Nash has seen his scoring numbers decline each of the past three seasons, but the two-time MVP remains one of the league’s elite passers. In each of the guard’s eight seasons with the Suns, he boasted an assist rate of better than 9.7 assists per game (in five of those eight years, he dished out 11 or more assists per game).
The storied franchise has been on the prowl for a top-caliber point guard for some time now. In December of last year, the Lakers completed a three-way trade to acquire Chris Paul…or so they thought.
Commissioner Stern, who vetoed the deal citing “basketball reasons,” possessed the authority to do so simply because the Hornets were owned by the NBA at that time. Six days later, the Lakers watched as their budding crosstown rivals snatched him up.
More recently, another talented young point guard was taken off the market on Tuesday when 28-year-old Deron Williams elected to remain with the Nets, as the team begins its Brooklyn era.
The acquisition of Nash is an obvious attempt by the Lakers to craft a team that is ready to win NOW. Rather than build through the draft, the Lakers appear to understand that their window of opportunity is closing.
Let’s be clear: The window is not closing immediately. Kobe Bryant is still an elite player and one of the best in the game, while Nash has at least two quality years left in him (Nash will reportedly sign a three-year, $27 million contract). But at the same time, Bryant and Nash won't be around forever (especially Nash). That’s why the Lakers made the move when they did.
Bryant will be 34 when the season begins, but when his injuries and ample playoff experience are taken into account, Bryant looks more like a 37 or 38-year-old. While he’s certainly not playing like one, Bryant very likely has no more than five or six years left in his career. Although the Black Mamba will undoubtedly continue to be the guy taking the final shot, Nash’s presence will preserve No. 24’s knees, as Bryant won’t have to dominate the ball quite as often.
But even more importantly, Nash is "slippery quick." Nash’s ability to shrewdly maneuver around defenders will likely reduce the number of double-teams Bryant will have to face. He’s Kobe, so of course teams will still double him from time to time, but when a team’s starting lineup boasts the likes of Nash, Bryant, Pau Gasol and Andrew Bynum, how can an opponent double and not get burned?

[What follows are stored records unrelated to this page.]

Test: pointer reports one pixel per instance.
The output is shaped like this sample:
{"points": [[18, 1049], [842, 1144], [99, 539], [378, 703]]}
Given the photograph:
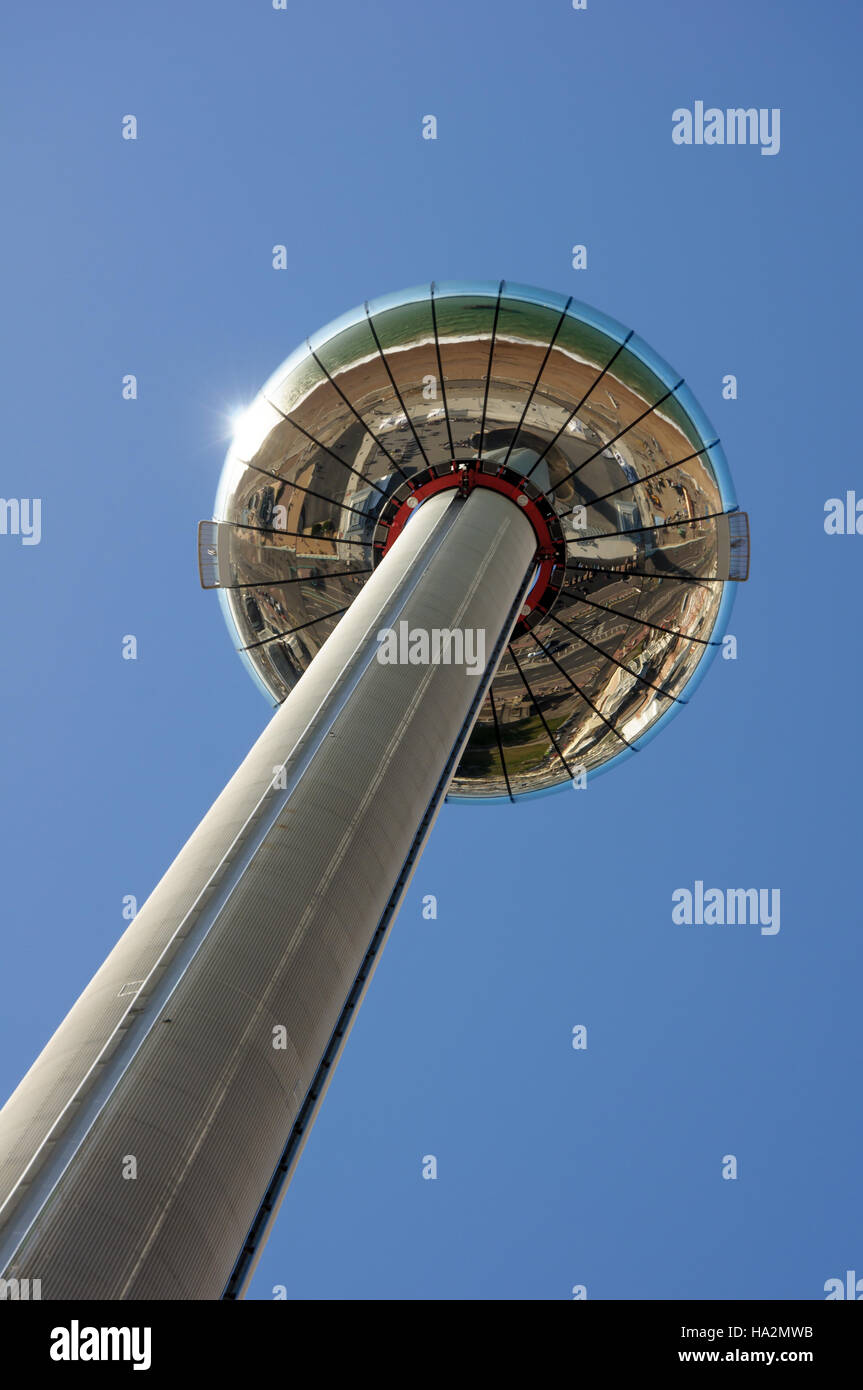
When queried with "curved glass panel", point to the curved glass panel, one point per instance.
{"points": [[517, 381]]}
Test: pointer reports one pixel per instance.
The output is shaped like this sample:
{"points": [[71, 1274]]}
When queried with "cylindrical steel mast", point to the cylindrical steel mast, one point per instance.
{"points": [[146, 1150]]}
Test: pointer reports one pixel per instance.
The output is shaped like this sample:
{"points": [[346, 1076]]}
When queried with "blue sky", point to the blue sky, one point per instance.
{"points": [[556, 1168]]}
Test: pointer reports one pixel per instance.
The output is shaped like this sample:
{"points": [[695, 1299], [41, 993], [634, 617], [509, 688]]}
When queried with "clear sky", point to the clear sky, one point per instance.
{"points": [[303, 127]]}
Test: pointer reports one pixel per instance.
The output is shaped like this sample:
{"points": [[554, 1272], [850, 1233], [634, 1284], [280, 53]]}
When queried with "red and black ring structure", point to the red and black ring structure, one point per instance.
{"points": [[463, 385]]}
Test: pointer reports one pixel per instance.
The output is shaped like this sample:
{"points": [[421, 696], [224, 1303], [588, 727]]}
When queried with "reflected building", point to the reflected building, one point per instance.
{"points": [[460, 456]]}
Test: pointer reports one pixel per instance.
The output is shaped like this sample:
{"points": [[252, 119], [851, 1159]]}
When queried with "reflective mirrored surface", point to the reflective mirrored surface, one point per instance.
{"points": [[517, 380]]}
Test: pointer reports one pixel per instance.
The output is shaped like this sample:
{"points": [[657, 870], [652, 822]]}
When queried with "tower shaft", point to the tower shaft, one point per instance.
{"points": [[145, 1153]]}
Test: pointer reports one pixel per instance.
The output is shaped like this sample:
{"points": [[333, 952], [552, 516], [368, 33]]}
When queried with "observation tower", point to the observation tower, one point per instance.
{"points": [[474, 541]]}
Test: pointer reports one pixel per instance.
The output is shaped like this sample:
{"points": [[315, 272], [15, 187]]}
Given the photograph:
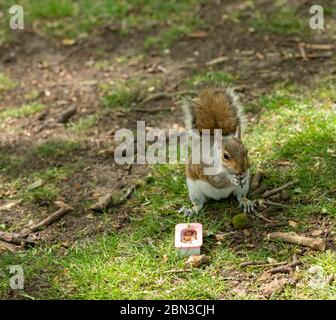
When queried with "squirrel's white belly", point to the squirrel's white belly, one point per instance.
{"points": [[199, 187]]}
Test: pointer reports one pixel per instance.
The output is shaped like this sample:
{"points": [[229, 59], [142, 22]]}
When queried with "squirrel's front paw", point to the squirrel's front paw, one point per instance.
{"points": [[247, 205]]}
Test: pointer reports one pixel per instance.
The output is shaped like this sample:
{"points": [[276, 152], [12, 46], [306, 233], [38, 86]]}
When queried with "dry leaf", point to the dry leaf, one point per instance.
{"points": [[197, 35], [292, 223], [316, 233], [276, 285], [196, 260], [68, 42]]}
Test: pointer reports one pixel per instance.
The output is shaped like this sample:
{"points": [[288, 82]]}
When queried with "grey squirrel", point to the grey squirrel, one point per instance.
{"points": [[218, 107]]}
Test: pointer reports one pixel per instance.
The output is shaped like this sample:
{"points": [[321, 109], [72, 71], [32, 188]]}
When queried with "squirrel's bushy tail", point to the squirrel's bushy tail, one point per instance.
{"points": [[214, 107]]}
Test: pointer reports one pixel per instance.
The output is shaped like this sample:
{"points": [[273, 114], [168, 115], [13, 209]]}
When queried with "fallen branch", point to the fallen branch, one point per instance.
{"points": [[288, 267], [17, 238], [256, 180], [259, 215], [64, 209], [277, 190], [318, 46], [291, 237]]}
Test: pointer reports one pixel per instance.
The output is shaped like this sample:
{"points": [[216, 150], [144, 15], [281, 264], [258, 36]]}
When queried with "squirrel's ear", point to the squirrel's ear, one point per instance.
{"points": [[238, 133]]}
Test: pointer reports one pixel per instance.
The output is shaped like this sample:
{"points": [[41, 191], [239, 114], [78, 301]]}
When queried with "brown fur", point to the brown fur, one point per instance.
{"points": [[213, 111]]}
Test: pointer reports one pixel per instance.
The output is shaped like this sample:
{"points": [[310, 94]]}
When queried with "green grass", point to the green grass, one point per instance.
{"points": [[23, 111], [296, 124], [71, 19], [6, 83], [131, 263]]}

This acquisition also adds a new element to the burgeoning rivalry between the Lakers and Clippers. Both teams now boast elite point guards in Steve Nash and Chris Paul. While the former is nearing the end of his career and the latter is in his prime, both guards can be described as intelligent players with amazing court vision, ample quickness and that all-important ability to make their teammates better.
Although the Lakers have been the far more successful franchise, the LA teams appear to be fairly even at the moment. Last season, the Lakers took two of three regular season games, but finished just one game ahead of the Clippers. Considering offseason moves made as of July 6, the Lakers, Clippers, Thunder and Spurs appear to be the top four Western teams for the upcoming season.

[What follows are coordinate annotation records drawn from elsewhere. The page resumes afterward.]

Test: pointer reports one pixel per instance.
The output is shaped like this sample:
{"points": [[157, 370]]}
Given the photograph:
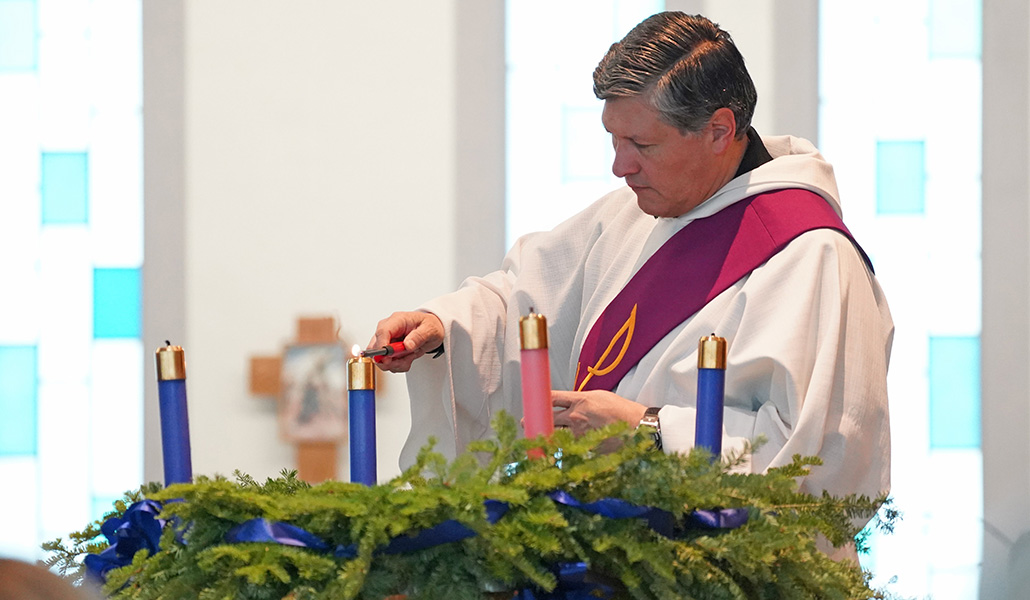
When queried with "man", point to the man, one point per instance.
{"points": [[808, 327]]}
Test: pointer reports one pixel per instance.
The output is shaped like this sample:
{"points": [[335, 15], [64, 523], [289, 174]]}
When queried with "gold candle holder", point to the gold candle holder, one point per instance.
{"points": [[361, 374], [171, 362], [533, 331], [712, 352]]}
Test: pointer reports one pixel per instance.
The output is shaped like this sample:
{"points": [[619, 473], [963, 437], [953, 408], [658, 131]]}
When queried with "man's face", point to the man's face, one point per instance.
{"points": [[671, 172]]}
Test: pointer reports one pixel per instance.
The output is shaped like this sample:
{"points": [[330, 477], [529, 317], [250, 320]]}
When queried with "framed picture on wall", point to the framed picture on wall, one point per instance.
{"points": [[313, 403]]}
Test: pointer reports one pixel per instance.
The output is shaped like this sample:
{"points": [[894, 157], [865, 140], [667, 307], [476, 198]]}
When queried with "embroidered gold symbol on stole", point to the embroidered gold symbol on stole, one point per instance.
{"points": [[626, 333]]}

Ramon Sessions, the point guard who was acquired midway through last season, will now most likely sign elsewhere. In June, Sessions declined to pick up his player option with the Lakers, while instead seeking a long-term deal. Sessions is a reliable point guard, but the Lakers cannot afford to give him a long-term contract.

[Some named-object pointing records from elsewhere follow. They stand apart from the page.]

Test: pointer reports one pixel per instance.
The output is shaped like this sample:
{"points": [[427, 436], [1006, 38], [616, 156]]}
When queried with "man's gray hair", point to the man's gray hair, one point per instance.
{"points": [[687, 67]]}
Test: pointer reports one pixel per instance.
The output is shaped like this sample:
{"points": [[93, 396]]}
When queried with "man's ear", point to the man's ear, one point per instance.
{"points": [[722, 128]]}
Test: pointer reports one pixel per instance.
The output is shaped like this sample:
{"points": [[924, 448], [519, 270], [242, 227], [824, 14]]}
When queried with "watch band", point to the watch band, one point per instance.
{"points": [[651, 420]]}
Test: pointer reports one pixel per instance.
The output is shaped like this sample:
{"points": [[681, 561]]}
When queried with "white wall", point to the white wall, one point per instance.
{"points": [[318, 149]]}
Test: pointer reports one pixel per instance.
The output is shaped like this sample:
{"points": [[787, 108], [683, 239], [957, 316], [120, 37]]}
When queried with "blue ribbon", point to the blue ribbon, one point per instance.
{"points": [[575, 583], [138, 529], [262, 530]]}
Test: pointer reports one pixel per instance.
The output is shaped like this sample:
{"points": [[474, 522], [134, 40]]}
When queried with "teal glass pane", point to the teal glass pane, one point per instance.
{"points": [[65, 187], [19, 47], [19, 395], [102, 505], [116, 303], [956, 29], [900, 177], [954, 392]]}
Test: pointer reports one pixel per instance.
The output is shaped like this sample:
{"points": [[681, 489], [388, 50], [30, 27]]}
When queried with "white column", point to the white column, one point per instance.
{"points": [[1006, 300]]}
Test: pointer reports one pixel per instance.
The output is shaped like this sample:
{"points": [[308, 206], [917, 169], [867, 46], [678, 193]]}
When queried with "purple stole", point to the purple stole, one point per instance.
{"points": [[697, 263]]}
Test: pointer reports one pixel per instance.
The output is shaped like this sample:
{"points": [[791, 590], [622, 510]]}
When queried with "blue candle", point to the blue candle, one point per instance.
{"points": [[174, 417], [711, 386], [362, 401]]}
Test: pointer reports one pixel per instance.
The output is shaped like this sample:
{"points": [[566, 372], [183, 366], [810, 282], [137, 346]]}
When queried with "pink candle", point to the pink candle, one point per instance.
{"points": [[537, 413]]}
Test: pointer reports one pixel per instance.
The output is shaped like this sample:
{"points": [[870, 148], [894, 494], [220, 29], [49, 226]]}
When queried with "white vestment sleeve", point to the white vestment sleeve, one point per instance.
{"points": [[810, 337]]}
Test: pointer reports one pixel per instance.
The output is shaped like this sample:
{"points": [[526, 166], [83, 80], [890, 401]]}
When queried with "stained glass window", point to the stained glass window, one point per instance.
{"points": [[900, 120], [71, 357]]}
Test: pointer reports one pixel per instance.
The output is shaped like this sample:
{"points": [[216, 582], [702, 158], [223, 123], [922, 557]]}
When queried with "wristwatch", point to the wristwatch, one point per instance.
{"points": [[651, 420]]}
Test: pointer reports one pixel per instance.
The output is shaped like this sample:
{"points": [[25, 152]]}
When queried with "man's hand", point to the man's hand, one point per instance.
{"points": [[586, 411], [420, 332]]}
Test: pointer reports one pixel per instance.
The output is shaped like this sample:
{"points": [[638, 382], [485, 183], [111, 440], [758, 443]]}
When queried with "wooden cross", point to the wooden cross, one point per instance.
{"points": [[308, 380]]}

But back to Nash. Nash can’t wear No. 13 like he’s used to, because some guy named Wilt Chamberlain has that number retired by the purple and gold. Somehow, I doubt the 16-year veteran will mind. There are bigger priorities in play. Nash ultimately agreed to come to Southern California for two primary reasons: he believed playing for the Lakers would afford a prime opportunity to earn his first championship ring and Nash wanted to remain relatively close to his son and daughters who live in Phoenix.
Like many great players, Nash was presented with an interesting dilemma as his career was winding down. Should he have returned home to Canada to play for the upstart, but far-away-from-a-championship Raptors? Should he have signed with the Knicks and made more money than he’ll be making now? It was an easy decision for Nash. He chose the opportunity to win, and how can one fault him for that?